Abu Dhabi - Abu Dhabi's declining residential capital values were 19.5 per cent lower than the same period in 2017.
Published: Tue 16 Jul 2019, 12:00 AM
Updated: Wed 17 Jul 2019, 1:38 PM
The Abu Dhabi real estate review issued by ValuStrat reported that the emirate's residential capital values in the second quarter of 2019 were 13.3 per cent lower than last year and 3.3 per cent than the previous quarter.
Residential rents softened by another 2 per cent over the last three months. Abu Dhabi's declining residential capital values were 19.5 per cent lower than the same period in 2017, 13.3 per cent lower than last year and 3.3 per cent below the previous quarter. The weighted average residential value this quarter was Dh9,795 per sqm (Dh910 per sqft); apartments stood at Dh10,861 per sqm (Dh1,009 per sqft) and villas at Dh7,244 per sqm (Dh673 per sqft).
All 10 locations monitored by the VPI witnessed single-digit quarterly declines in capital values of less than 5 per cent on a quarterly basis. Highest quarterly price falls ranging 3.7 per cent to 4.3 per cent were registered in Hydra Village and Al Reef. On an annual basis, most areas lost an average 12 per cent in capital values, however, two locations were slightly less affected by the negative trend and they were apartments on Saadiyat Island and villas located in Mohamed Bin Zayed City, with capital values for typical units declining 10.2 per cent and 6.9 per cent, respectively.
The residential rental VPI is a 100-index with a base set for the first quarter of 2016, it monitors five apartment and five villa locations within Abu Dhabi's investment zones and compares similar units within those locations on a quarterly basis. The second-quarter 2019 residential rental VPI in Abu Dhabi stood at 75.5 points, declining 24.6 per cent since 2016, softening 2 per cent quarterly and 7.9 per cent annually. Abu Dhabi's gross yields averaged 7.5 per cent, for apartments at 7.4 per cent and villas with 6.7 per cent. The average occupancy rate among a sample of 31,073 residential units stood at 79 per cent.

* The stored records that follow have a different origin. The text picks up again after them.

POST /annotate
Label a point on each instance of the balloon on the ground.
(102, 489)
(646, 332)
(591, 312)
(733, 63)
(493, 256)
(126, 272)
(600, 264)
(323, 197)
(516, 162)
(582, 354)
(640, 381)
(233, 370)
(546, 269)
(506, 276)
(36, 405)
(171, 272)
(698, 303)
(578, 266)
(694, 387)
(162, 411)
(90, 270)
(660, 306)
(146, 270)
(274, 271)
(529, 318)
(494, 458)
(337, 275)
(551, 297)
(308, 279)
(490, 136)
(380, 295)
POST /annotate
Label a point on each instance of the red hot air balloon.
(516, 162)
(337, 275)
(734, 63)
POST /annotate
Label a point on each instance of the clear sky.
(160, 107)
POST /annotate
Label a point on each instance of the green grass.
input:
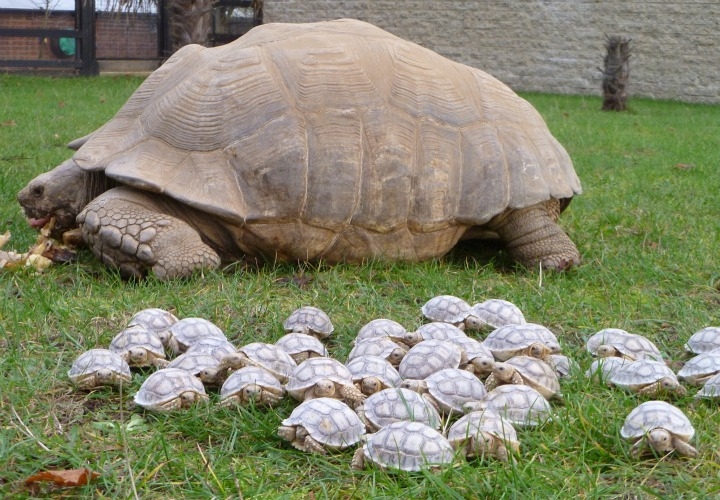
(646, 225)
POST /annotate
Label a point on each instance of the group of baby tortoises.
(400, 391)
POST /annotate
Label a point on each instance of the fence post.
(85, 22)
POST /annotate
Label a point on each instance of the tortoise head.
(60, 193)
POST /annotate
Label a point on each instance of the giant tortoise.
(333, 141)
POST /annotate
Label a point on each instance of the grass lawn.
(646, 225)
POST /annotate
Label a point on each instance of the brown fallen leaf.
(64, 478)
(41, 255)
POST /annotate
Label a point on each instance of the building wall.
(550, 45)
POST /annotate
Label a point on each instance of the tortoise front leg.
(126, 231)
(533, 237)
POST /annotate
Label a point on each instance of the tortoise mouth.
(56, 223)
(38, 223)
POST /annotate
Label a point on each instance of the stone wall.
(550, 45)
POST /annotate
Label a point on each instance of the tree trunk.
(190, 22)
(616, 73)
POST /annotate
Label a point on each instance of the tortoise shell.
(409, 446)
(333, 140)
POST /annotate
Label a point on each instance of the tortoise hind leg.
(533, 237)
(128, 230)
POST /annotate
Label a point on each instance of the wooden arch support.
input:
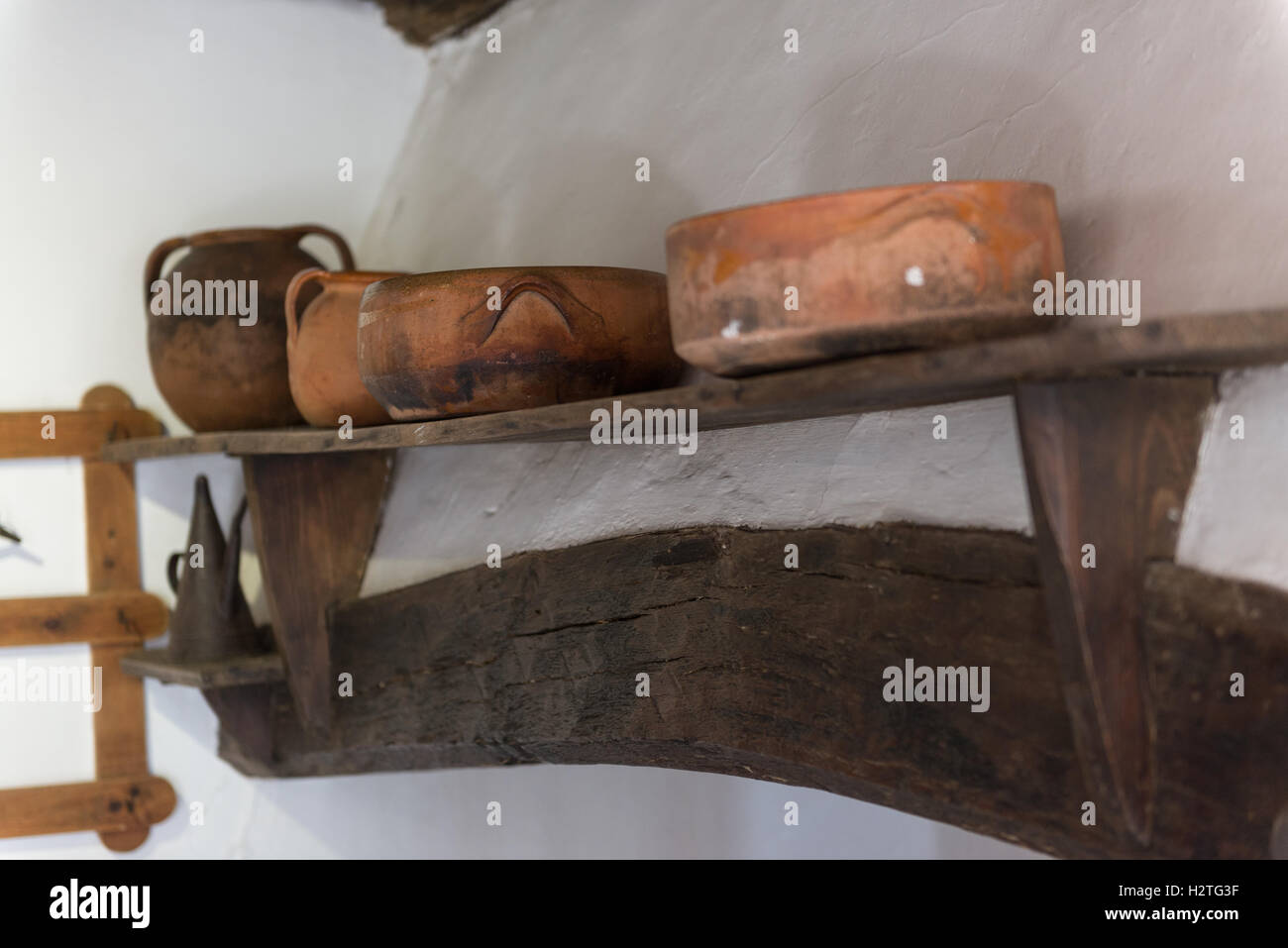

"Abu Dhabi city is increasingly becoming more affordable, and with the recently announced freehold law, investing in Abu Dhabi real estate has become more attractive. This is at a time when prices and rents can be further negotiated. Investors can also expect relatively high yields and tenants have the upper hand to upscale their rental property," said Haider Tuaima, head of real estate research at ValuStrat.

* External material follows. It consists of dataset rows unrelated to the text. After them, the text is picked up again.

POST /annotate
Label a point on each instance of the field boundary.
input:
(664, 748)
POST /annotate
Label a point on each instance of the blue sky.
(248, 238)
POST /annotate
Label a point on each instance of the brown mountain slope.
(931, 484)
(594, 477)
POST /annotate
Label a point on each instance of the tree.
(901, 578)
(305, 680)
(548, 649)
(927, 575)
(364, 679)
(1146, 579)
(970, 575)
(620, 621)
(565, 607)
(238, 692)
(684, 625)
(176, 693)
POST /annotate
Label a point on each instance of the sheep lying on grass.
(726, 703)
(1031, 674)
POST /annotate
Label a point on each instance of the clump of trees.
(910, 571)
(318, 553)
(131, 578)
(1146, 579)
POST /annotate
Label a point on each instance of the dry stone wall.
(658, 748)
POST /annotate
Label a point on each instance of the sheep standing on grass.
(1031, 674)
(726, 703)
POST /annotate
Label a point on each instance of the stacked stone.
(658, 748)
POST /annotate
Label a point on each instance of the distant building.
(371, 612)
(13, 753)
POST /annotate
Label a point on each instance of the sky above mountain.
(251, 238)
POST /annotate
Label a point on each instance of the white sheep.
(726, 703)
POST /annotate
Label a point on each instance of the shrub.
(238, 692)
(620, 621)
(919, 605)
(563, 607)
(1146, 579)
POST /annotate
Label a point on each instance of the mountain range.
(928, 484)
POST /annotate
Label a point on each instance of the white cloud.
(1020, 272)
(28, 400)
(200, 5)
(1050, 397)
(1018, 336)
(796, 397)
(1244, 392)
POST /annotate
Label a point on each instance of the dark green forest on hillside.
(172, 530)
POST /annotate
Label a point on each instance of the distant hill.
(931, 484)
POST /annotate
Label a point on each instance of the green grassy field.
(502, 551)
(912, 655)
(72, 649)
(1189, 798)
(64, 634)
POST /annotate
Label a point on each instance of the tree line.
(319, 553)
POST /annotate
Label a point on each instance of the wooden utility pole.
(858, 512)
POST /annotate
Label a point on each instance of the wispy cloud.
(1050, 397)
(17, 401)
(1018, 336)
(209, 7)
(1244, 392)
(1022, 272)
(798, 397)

As far as residential supply was concerned, expected deliveries for this year has been adjusted upwards to 8,872 units. 16 per cent of estimated supply were completed during the first half of the year. These included Leonardo Residence in Masdar City (175 units), Al Qudra Danet Abu Dhabi (228 units) and a thousand villas completed in West Yas. During the 13th edition of Cityscape Abu Dhabi, Lea at Yas Island was sold out.
Office asking rents in primary commercial districts fell of 9.8 per cent quarterly and 17 per cent annually. The average citywide asking rent for offices sized between 93 sqm to 186 sqm (1,000 sqft to 2,000 sqft) stood at Dh818 per sqm (Dh76 per sqft).
As at March 2019, Abu Dhabi city has a total stock of 29,400 keys within a mix of 139 different hospitality establishments. The average occupancy rate during the first three months of 2019 achieved a heathy rate of 81 per cent, which is an uptick of 0.5 per cent from the previous year. The average room rate and revenue per available room displayed strong performance and jumped 16 per cent and 16.6 per cent year-on-year, respectively, on foot of various growth drivers during January-March 2019.